Negotiating with the Railroad
If you’re involved in a rail-trail project, more than likely you’ve entered into negotiations with a railroad company. Navigating through the corporate structure to find a representative who is willing to discuss rail-trail acquisition and development may be difficult. Railroads make very little of their income from real estate sales, so don't be surprised if your interest in acquiring a corridor isn’t their top priority. Don’t let this discourage you! Be persistent and contact other trail managers to learn more about successfully negotiating with the railroad.
If you’ve conducted corridor research and determined that the railroad still owns or operates on the right-of-way, you’ll need to start the acquisition process by contacting the railroad. Negotiations with the railroad will differ depending on the nature of the property, and the options and interests of the railroad.
Your first step will be to determine who to talk to. Large railroad companies (referred to as Class I Railroads) have several departments, and understanding the structure of the railroad company and how each department functions will help you decide who to contact. Listed below is a description of each department and what they can do to help you.
Asset Management or Strategic Planning Department
This department is responsible for continuously evaluating the profitability of all the rail corridors in a railroad system. They decide how to dispose of the property, if needed. You can request system diagram maps from this department.
This department schedules and operates trains and maintains the rolling stock and track. Operating personnel often have a deep understanding of the corridor. If you know someone in this department, ask them about their understanding of the corridor, such as the condition of existing structures, any drainage issues and other maintenance problems. The regional manager may also be able to assist in a tour of the corridor.
This department evaluates contracts and issues opinions on labor, government and business- relations matters. The legal department also submits filings to the Surface Transportation Board (STB). The legal department can furnish copies of abandonment applications, notices and other legal documents and is sometimes the most receptive to rail-trail negotiations.
Real Estate Department
This department manages real estate assets and is responsible for maximizing corporate returns on any real estate investment, including selling property that is officially abandoned.
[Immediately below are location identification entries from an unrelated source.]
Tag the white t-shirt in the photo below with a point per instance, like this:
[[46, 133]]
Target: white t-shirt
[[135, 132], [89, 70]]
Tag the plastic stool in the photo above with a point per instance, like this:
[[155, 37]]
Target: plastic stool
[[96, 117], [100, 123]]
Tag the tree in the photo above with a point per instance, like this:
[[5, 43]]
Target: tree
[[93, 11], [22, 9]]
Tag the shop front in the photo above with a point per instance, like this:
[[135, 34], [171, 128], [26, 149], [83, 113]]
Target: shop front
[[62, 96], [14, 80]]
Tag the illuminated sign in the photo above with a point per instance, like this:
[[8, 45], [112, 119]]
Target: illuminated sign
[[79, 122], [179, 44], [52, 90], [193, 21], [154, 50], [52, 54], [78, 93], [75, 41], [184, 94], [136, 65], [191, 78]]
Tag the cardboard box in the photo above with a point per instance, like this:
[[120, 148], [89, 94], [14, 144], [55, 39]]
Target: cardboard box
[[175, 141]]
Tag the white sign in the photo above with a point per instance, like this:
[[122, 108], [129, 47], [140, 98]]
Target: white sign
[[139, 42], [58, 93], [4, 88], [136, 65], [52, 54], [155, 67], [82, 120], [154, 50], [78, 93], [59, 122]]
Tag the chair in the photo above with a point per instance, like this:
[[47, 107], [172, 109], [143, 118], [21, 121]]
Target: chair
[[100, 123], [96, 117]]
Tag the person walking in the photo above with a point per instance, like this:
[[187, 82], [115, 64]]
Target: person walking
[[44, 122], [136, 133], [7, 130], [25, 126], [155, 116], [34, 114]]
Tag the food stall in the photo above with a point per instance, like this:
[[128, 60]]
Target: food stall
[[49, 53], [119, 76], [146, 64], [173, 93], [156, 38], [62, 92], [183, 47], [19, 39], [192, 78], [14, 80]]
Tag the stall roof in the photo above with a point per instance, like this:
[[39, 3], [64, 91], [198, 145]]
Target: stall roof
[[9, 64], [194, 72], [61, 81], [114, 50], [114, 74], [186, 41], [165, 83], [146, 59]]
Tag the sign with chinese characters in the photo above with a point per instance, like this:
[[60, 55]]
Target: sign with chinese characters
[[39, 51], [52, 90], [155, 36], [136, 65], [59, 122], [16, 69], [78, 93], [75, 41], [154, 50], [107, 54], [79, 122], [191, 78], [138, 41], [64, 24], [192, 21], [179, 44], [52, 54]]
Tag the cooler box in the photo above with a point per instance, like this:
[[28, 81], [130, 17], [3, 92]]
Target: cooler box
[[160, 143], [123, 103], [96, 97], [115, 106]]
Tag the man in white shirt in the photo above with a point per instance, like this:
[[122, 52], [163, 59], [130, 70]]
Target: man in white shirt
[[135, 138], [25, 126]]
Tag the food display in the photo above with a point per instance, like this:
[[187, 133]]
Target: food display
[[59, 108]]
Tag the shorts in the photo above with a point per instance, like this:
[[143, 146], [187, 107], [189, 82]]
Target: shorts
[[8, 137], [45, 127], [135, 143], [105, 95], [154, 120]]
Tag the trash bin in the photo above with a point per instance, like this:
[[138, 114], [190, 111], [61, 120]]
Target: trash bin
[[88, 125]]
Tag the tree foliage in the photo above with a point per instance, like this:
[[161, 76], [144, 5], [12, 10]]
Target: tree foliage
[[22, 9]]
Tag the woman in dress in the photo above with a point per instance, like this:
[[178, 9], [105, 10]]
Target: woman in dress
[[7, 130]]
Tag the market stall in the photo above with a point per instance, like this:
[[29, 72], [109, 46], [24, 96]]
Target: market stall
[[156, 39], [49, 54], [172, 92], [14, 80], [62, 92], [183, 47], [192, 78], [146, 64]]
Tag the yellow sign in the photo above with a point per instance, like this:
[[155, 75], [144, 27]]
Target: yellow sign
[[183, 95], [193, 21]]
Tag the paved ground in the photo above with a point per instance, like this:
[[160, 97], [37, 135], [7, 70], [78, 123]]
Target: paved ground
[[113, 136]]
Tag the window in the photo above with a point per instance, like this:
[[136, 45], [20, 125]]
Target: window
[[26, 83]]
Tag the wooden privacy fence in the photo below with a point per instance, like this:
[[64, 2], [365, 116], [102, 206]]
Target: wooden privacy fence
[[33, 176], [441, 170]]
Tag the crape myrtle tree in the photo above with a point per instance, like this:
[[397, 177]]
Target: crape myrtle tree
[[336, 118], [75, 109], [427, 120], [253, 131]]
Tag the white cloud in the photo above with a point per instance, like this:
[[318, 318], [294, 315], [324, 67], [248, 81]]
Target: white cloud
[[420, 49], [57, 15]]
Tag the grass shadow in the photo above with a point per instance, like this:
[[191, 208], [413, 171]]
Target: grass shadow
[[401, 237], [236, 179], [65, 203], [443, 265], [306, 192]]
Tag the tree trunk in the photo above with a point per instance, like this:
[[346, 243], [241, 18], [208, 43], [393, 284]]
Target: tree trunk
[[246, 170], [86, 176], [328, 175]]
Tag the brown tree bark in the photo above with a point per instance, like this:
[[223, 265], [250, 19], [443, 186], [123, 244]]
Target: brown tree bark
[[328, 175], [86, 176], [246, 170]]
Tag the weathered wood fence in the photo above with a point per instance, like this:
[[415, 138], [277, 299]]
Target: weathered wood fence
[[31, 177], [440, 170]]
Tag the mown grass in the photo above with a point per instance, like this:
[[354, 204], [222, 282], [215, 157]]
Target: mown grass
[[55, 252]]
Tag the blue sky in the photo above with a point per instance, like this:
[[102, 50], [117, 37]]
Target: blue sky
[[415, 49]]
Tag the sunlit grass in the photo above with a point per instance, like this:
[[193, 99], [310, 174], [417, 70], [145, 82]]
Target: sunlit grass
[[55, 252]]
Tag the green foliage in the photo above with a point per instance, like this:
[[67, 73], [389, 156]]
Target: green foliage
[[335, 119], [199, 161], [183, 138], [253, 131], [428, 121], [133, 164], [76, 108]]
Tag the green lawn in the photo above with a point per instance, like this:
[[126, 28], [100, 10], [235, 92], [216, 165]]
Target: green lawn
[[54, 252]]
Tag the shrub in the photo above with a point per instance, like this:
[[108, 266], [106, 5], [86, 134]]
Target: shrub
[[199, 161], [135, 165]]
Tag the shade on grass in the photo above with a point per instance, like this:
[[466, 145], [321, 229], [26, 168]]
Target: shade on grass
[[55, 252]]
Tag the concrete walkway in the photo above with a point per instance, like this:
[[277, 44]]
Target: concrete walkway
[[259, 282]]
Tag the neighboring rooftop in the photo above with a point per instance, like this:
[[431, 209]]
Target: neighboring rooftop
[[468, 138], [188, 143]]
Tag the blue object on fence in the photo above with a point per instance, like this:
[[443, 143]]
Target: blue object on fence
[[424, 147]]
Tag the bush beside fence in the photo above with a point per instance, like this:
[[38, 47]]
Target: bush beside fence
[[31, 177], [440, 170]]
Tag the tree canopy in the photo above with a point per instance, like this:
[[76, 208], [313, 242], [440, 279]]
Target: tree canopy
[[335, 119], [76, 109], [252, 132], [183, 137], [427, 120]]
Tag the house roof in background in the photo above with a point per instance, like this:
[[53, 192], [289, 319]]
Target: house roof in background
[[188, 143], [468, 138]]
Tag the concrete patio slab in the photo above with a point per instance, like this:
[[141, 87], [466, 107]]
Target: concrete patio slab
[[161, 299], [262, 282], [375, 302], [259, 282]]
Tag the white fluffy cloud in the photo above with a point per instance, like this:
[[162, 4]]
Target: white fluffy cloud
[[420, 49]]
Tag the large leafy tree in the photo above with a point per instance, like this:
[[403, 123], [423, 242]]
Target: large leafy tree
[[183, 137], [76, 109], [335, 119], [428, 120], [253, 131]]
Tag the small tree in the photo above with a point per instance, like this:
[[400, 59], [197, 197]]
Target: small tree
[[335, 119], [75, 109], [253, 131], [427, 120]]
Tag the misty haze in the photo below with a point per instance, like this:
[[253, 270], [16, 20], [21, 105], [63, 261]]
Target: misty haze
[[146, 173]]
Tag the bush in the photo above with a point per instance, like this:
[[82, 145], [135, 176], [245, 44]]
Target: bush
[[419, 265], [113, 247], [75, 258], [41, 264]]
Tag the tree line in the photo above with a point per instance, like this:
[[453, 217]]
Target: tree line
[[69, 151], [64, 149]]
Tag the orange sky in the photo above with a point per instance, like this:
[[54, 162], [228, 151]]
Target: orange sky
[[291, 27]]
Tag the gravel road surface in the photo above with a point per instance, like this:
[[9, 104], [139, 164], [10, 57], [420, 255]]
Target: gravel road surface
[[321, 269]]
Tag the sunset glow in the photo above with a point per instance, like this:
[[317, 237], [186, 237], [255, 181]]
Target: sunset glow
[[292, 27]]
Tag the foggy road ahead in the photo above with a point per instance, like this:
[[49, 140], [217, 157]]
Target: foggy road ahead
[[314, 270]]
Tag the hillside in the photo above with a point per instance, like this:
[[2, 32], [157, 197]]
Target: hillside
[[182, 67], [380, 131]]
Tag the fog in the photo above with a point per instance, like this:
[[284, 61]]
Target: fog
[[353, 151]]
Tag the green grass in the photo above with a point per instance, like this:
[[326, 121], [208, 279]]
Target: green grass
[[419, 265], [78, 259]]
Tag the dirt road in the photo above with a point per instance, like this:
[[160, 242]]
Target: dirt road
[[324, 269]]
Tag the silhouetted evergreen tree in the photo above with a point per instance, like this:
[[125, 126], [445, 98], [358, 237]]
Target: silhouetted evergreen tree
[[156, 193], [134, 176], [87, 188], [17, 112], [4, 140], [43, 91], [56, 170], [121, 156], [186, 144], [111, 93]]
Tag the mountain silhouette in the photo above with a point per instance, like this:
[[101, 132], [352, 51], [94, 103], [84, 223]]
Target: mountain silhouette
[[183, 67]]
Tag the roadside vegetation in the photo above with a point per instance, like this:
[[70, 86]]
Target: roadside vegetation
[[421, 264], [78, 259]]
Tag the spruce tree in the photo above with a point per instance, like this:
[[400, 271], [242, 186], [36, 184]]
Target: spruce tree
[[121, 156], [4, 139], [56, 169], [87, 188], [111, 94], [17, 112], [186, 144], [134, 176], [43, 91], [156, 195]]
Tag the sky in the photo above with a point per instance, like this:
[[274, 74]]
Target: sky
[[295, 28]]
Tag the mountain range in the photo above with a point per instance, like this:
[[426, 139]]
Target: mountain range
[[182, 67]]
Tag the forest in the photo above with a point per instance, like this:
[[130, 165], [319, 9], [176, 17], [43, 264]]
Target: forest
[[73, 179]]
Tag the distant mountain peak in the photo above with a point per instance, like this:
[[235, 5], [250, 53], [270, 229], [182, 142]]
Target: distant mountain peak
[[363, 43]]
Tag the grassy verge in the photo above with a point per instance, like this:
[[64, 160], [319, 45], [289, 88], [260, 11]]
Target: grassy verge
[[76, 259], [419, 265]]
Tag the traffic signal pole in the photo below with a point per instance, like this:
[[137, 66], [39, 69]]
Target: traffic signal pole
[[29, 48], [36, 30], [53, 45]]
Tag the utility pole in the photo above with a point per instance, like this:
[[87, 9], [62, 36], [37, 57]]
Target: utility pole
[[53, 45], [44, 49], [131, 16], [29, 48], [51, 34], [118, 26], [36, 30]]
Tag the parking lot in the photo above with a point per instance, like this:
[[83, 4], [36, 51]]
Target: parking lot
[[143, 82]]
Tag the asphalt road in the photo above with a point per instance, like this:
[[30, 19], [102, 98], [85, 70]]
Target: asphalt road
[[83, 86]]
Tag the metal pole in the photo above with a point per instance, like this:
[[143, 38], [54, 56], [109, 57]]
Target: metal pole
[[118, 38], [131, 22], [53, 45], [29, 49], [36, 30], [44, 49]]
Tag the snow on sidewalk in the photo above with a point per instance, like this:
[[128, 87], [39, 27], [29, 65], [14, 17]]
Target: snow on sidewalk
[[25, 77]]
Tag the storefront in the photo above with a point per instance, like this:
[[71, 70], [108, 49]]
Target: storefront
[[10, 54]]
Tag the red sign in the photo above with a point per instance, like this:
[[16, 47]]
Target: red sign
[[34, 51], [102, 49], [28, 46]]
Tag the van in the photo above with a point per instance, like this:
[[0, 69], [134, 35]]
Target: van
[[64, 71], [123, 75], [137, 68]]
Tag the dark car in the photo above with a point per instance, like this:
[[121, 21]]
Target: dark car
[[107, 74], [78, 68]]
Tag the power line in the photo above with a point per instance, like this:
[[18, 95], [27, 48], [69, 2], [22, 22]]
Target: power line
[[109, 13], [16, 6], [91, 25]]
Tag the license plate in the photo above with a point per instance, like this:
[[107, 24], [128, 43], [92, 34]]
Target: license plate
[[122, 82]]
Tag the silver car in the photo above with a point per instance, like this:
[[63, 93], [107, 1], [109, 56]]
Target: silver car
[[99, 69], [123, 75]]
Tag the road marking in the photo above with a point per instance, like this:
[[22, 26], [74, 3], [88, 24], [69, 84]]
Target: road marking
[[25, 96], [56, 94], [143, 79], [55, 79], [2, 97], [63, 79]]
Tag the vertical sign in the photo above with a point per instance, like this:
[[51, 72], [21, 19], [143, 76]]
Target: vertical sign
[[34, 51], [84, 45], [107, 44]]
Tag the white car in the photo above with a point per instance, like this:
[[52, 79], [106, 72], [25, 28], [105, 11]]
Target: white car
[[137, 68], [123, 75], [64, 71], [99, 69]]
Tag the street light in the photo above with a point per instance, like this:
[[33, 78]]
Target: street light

You will have to negotiate with the real estate department for acquisition if the corridor is already abandoned, and some railroads may require their involvement pre-abandonment as well. Staff in the department will have access to valuation maps and information about property easements.
Public Affairs Department
This department monitors state and local politics that may affect the railroad via attorneys that are assigned to a region or state. A public affairs representative may be more than willing to assist on high-profile, widely supported projects. They can also act as a liaison between departments.
Understanding the interests and options of the railroads will enhance your negotiations. Learning from other trail managers who have dealt with the same railroad company is a great way to find good contacts within the railroad. Use RTC's Trails and Greenways listserv to connect with other trail managers across the country. You should also become knowledgeable about the railroad company's history and current state of operations. Contacts, financial information, operating statistics and more can be accessed on most websites. The seven Class I railroads in the United States are:
- BNSF Railway
- CSX Transportation
- Grand Truck Corporation (subsidiary of the Canadian National Railway)
- Kansas City Southern Railway
- Norfolk Southern Railway
- Soo Line Railroad (subsidiary of the Canadian Pacific Railway)
- Union Pacific Railroad
Regional and short line railroads (Class II and Class III) may be easier to contact since they are much smaller companies that usually have local offices. Search the American Short Line and Regional Railroad Association's directory of members for local contact information.
Once you have established a relationship with the railroad, your negotiations may lead to a preliminary agreement for gaining site control, setting a purchase price and establishing an acquisition process and timeline. Acquiring Rail Corridors: A How To Manual will help guide you through the process and provide tips on negotiating with the railroad.